Il settore è infatti in piena espansione: con un fatturato record da 3,7 miliardi, alla fine del 2008, come si è appreso lo scorso anno, l’Italia ha superato la Russia, divenendo il secondo esportatore mondiale di armamenti, dopo gli Stati Uniti. Tra i “gioielli” dell’industria militare nostrana, il veicolo tattico multiruolo Lince e l’elicottero d’attaco A-129 Mangusta, ma far lievitare il made in Italy sono anche armamenti meno “prestigiosi”, come le bombe a grappolo messe al bando da recenti convenzioni internazionali, non ancora ratificate nella loro piena applicazione. Un recente studio, intanto, colloca il nostro paese all’ottavo posto nel mondo per capacità di spesa militare: solo nella controversa missione in Afghanistan, l’Italia spende 65 milioni all’anno.
L’accresciuta capacità militare dell’Italia, che da anni continua a spendere in armamenti e missioni cifre da capogiro, un tempo impensabili, non stupisce esperti internazionali come Michel Chossudovsky, professore emerito dell’università di Ottawa e direttore dell’istituto canadese “Global Research”: destabilizzato il pianeta dopo la caduta dell’Unione Sovietica che mise fine alla Guerra Fredda ma anche alla pax nucleare garantita dalle due superpotenze atomiche, l’era Bush ha precipitato il mondo nella “guerra infinita”, dall’Iraq all’Afghanistan, fino alle attuali tensioni con l’Iran. Sullo sfondo, il timore dell’Occidente di perdere la propria egemonia di fronte alla potenza emergente della Cina. Da qui la caccia alle risorse, che comporta la militarizzazione del pianeta.

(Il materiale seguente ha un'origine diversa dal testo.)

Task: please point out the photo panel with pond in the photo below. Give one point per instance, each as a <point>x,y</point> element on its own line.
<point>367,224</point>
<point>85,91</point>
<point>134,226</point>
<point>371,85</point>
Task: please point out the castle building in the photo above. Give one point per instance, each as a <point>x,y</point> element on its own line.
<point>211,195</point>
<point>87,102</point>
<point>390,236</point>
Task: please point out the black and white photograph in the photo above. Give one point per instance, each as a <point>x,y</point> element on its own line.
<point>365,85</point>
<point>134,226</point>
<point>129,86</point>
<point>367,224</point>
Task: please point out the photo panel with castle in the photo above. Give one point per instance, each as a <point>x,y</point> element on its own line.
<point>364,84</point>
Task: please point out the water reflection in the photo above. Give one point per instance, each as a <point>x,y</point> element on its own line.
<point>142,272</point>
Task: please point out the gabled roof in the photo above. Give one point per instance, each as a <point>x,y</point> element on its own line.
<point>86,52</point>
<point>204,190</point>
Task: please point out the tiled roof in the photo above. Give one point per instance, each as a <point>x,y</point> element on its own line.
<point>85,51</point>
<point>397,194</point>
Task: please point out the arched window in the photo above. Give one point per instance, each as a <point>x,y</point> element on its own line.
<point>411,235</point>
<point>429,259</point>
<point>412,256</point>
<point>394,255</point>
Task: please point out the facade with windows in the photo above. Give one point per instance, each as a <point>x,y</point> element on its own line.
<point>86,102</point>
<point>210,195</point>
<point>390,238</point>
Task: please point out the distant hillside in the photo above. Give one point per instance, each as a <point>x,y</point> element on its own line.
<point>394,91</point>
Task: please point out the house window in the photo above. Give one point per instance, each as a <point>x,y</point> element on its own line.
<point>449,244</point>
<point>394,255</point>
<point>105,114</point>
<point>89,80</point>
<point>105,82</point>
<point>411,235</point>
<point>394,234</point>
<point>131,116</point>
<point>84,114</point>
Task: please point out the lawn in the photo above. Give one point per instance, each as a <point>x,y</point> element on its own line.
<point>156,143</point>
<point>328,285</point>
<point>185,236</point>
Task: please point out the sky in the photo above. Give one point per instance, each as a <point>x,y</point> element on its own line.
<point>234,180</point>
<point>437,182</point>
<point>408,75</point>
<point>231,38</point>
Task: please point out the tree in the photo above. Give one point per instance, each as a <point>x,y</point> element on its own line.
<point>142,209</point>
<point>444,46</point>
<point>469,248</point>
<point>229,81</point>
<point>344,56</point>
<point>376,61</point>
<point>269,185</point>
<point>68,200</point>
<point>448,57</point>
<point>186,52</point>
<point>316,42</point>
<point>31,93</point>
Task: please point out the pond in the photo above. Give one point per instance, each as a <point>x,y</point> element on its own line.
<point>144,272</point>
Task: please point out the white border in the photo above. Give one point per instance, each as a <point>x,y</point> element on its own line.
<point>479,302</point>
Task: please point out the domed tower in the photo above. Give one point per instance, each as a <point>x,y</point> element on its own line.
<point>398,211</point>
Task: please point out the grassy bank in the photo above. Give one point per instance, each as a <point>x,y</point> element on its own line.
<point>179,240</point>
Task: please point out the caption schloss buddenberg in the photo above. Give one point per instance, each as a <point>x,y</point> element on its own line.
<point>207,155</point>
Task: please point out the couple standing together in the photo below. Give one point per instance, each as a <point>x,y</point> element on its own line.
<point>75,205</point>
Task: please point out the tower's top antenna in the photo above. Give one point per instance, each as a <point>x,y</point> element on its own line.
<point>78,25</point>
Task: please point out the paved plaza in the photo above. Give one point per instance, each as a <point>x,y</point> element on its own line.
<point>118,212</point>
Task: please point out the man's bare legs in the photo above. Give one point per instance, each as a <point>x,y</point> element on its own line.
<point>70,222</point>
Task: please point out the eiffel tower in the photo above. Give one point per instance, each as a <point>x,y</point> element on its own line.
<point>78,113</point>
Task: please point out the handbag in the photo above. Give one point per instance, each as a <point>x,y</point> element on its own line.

Chossudovsky denuncia «una escalation silenziosa ma costante», che impedisce all’opinione pubblica mondiale di percepire la reale portata del pericolo, che il “Global Research Institute” canadese non esita a definire “Terza Guerra Mondiale”, segnalando una straordinaria concentrazione di truppe, flotte navali e sistemi missilistici, armamenti dislocati nei punti nevralgici del pianeta. «Una concentrazione che non si vedeva dai tempi della Seconda Guerra Mondiale», sostiene Chossudovsky, che avverte: «Il pericolo aumenta, se consideriamo la totale indifferenza dei media», che raccontano la cronaca delle crisi locali, senza un’analisi complessiva. Il quadro è chiaro: la guerra non è ancora decisa, ma è un’opzione concreta, possibile, in avanzato stato di preparazione. Se i rapporti fra Usa e Cina dovessero precipitare, forse si capirebbe meglio anche la crescita della spesa militare italiana.